CI/CD Pipeline 10x Faster: From 62 to 6 Minutes

Continuous Integration and Continuous Deployment pipelines are the backbone of modern software delivery. When your pipeline lags, everything else lags with it — feedback loops, bug fixes, release cadence, team morale. We hit that wall hard. Here's how we cut ours from over an hour to six minutes.

Step 1: Find the real bottleneck

The first thing we did was stop guessing. We instrumented every stage and measured it. The results surprised us:

If you don't measure, you end up optimizing the wrong stage. We almost spent a week on Docker layer caching before realizing it would have saved us ninety seconds on an hour-long pipeline.

Step 2: Parallelize the test suite

Our tests ran serially on a single runner. Moving to parallel test sharding across four runners was the single biggest win — cut testing time by 68%.

jobs:
  test:
    runs-on: ubuntu-latest
    strategy:
      fail-fast: false
      matrix:
        shard: [1, 2, 3, 4]
    steps:
      - uses: actions/checkout@v4
      - uses: oven-sh/setup-bun@v1
      - run: bun install --frozen-lockfile
      - run: bun test --shard=${{ matrix.shard }}/4

We also killed a dozen tests that were flaky or testing framework behavior instead of our own code. Fewer tests, faster signal.

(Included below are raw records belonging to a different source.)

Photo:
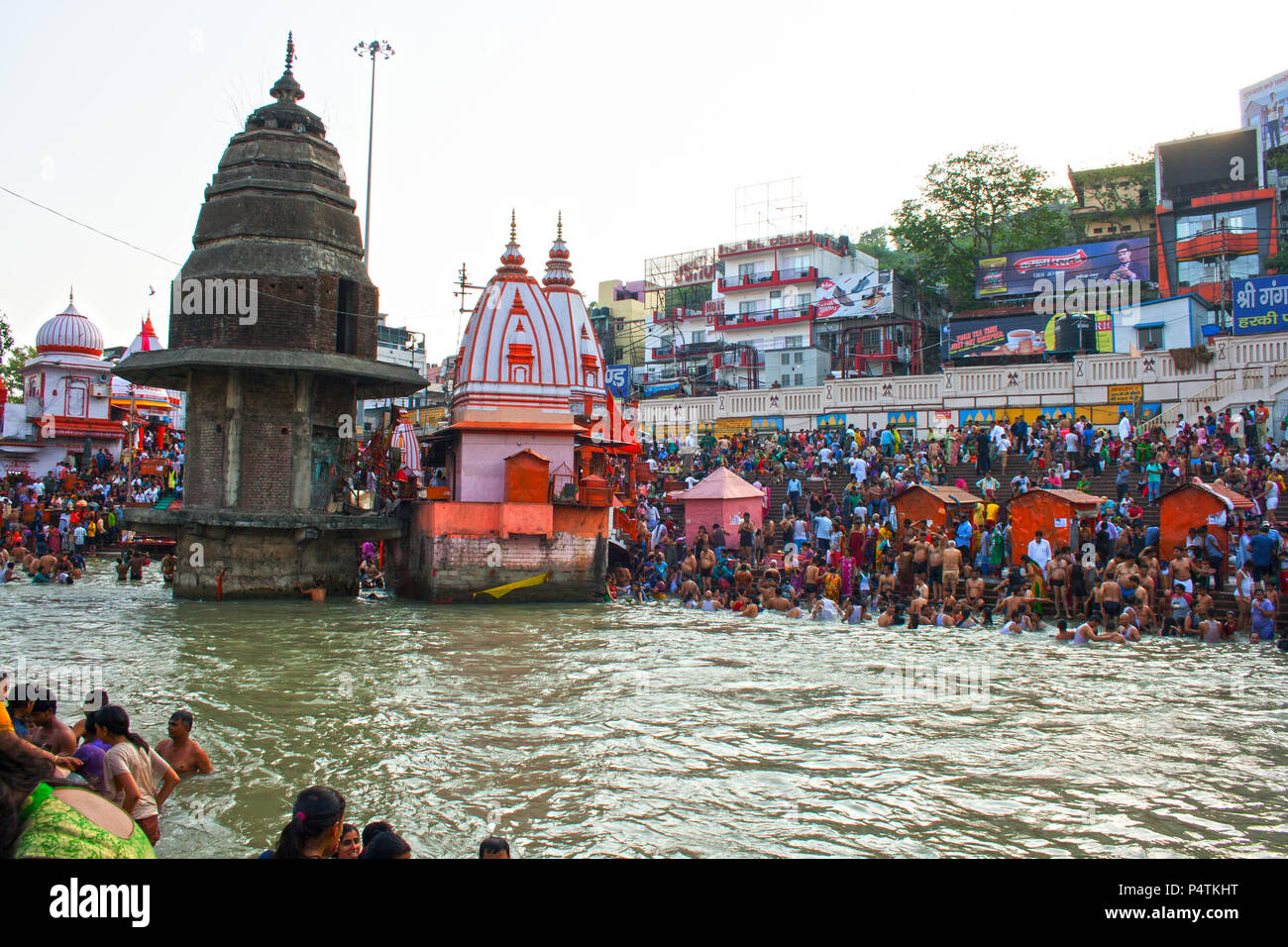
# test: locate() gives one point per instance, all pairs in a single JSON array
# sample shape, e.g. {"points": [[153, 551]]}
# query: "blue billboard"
{"points": [[1112, 262], [617, 380], [1261, 304]]}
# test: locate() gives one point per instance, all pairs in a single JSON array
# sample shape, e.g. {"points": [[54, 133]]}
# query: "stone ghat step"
{"points": [[995, 590]]}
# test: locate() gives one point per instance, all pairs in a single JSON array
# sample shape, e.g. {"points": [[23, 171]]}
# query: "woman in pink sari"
{"points": [[848, 577]]}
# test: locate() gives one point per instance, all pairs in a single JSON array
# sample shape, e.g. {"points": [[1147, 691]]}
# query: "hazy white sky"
{"points": [[636, 120]]}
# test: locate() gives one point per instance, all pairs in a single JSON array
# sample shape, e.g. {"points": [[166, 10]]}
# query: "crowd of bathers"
{"points": [[848, 557], [95, 789]]}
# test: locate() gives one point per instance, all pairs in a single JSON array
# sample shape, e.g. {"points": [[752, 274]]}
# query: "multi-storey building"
{"points": [[395, 346], [619, 318], [1218, 219], [771, 307], [1113, 200]]}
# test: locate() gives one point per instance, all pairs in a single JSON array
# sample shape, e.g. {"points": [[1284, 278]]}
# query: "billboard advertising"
{"points": [[1112, 261], [617, 380], [855, 294], [1262, 106], [1029, 334], [1209, 165], [1261, 304]]}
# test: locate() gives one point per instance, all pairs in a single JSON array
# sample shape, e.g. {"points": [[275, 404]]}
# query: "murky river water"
{"points": [[657, 732]]}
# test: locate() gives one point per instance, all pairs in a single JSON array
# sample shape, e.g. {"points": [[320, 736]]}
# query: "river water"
{"points": [[649, 731]]}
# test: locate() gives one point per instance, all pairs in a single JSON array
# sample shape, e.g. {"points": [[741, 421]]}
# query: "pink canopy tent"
{"points": [[721, 497]]}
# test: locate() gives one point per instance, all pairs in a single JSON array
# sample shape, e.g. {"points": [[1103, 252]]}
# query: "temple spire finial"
{"points": [[286, 90]]}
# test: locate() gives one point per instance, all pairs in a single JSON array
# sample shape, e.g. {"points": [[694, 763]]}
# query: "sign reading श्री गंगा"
{"points": [[1260, 304]]}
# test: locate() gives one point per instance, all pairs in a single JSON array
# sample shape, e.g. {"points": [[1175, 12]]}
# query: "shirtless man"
{"points": [[1059, 578], [974, 586], [1109, 594], [317, 592], [887, 585], [936, 567], [707, 565], [772, 599], [811, 579], [919, 558], [180, 750], [889, 616], [690, 566], [46, 729], [1089, 631], [1180, 569], [137, 562]]}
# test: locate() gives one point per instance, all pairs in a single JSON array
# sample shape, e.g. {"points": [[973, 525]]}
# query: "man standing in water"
{"points": [[180, 750], [317, 592]]}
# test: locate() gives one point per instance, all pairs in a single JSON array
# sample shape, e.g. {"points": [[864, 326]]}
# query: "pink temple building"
{"points": [[527, 500]]}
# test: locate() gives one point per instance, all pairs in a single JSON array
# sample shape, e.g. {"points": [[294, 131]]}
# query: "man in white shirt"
{"points": [[859, 468], [1039, 551]]}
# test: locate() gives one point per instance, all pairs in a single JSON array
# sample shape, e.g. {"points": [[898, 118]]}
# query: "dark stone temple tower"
{"points": [[273, 338]]}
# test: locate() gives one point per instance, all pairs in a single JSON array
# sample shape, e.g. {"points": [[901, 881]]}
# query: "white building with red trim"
{"points": [[67, 393]]}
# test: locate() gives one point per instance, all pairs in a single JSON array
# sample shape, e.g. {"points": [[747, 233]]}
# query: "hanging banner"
{"points": [[1112, 261], [1030, 334], [617, 379], [1260, 304], [855, 294], [661, 388], [977, 415], [1125, 394]]}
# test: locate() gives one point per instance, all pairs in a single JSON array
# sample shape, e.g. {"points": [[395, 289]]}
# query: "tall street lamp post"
{"points": [[382, 51]]}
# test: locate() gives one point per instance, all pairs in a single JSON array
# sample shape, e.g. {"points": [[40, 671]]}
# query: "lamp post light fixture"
{"points": [[375, 50]]}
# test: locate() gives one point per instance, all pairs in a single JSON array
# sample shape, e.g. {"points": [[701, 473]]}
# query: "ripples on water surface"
{"points": [[649, 731]]}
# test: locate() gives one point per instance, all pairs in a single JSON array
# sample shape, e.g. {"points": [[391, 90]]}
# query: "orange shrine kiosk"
{"points": [[1054, 512]]}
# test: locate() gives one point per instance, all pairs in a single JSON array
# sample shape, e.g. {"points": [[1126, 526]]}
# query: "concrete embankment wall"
{"points": [[452, 551], [263, 564], [1237, 365]]}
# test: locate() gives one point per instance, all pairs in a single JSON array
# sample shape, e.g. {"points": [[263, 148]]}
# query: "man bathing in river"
{"points": [[317, 592], [180, 750]]}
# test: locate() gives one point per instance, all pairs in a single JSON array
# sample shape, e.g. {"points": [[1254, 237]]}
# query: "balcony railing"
{"points": [[785, 240], [760, 317], [769, 277], [1231, 243]]}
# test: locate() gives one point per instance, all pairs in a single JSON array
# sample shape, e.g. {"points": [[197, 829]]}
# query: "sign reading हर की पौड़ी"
{"points": [[1260, 304], [1125, 394]]}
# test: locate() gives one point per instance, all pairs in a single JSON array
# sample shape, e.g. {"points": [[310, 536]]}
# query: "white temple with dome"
{"points": [[67, 392]]}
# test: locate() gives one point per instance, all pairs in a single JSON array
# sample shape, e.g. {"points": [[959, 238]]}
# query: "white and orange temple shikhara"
{"points": [[532, 453]]}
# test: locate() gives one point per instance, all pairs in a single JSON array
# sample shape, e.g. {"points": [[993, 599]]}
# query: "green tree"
{"points": [[11, 371], [979, 204]]}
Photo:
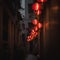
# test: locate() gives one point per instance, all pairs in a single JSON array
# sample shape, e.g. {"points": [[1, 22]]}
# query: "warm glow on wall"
{"points": [[39, 25], [35, 21], [36, 6]]}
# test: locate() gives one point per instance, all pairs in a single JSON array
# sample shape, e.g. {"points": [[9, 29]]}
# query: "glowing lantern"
{"points": [[37, 12], [42, 1], [32, 32], [36, 6], [39, 25], [36, 34], [35, 22], [35, 28]]}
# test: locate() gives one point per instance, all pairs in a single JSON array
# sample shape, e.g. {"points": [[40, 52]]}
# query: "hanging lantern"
{"points": [[37, 12], [35, 21], [36, 34], [42, 1], [35, 28], [32, 32], [39, 25], [36, 6]]}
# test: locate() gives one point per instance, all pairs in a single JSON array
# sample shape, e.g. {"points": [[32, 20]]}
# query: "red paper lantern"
{"points": [[39, 25], [35, 22], [42, 1], [37, 12], [36, 6], [35, 28]]}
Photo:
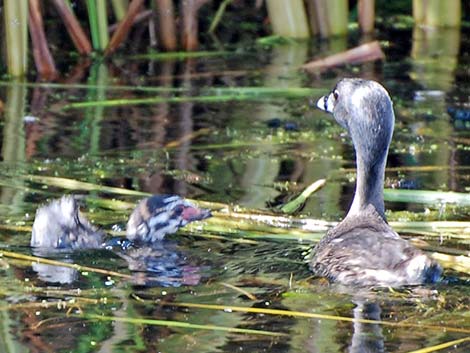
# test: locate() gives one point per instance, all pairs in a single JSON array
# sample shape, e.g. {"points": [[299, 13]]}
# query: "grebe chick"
{"points": [[363, 249]]}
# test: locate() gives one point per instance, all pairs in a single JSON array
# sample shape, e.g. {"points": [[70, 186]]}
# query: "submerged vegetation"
{"points": [[210, 100]]}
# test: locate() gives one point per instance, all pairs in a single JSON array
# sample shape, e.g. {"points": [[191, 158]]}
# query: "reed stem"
{"points": [[288, 18], [120, 8], [166, 24], [437, 13], [366, 14], [98, 18]]}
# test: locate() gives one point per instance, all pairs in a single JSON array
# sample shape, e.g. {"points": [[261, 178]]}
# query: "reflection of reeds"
{"points": [[16, 20], [42, 56]]}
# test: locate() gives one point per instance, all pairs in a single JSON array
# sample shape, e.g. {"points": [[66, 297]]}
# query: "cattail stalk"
{"points": [[288, 18]]}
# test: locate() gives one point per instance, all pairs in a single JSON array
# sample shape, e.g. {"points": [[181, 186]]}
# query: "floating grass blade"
{"points": [[300, 314], [34, 259], [72, 184], [211, 95], [441, 346], [179, 55], [296, 203], [179, 324]]}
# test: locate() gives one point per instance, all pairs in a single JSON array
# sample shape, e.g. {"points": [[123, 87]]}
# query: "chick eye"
{"points": [[335, 94]]}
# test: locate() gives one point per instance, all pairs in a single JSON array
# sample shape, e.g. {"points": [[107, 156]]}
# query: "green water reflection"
{"points": [[256, 153]]}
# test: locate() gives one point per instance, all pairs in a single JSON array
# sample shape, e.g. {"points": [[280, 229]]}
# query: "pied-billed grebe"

Step 3: Cache the Docker build layer

Our Docker builds were starting from scratch every time. Adding BuildKit layer caching to a remote registry dropped image builds from four minutes to forty seconds:

- uses: docker/build-push-action@v5
  with:
    context: .
    push: true
    tags: ${{ env.IMAGE }}:${{ github.sha }}
    cache-from: type=registry,ref=${{ env.IMAGE }}:buildcache
    cache-to: type=registry,ref=${{ env.IMAGE }}:buildcache,mode=max

Step 4: Provision infrastructure as code

Environment provisioning used to require a human in the loop. We moved to Terraform so the pipeline could spin up a preview environment for every pull request:

resource "fly_app" "staging" {
  name = "app-staging-${var.pr_number}"
  org  = "personal"
}

resource "fly_machine" "api" {
  app    = fly_app.staging.name
  region = "ams"
  image  = var.image
}

Every PR gets its own preview environment, destroyed automatically when the PR closes. Reviewers stop asking "can you deploy this somewhere I can click?"

Step 5: Monitor so it stays fast

Pipelines rot. We wired Prometheus to scrape pipeline metrics and built a Grafana dashboard that alerts us when any stage creeps past its budget. If tests drift back toward fifteen minutes, we know before it becomes a daily annoyance.

The result

From 62 minutes to 6 minutes. A 10x improvement, achieved through four boring changes: measure, parallelize, cache, automate. No magic. No new framework. Just ruthless attention to where the time was actually going.

The lesson: faster pipelines aren't a one-time project. They're a habit. Measure weekly, cut ruthlessly, and don't let your CI slow to a crawl while you're not looking.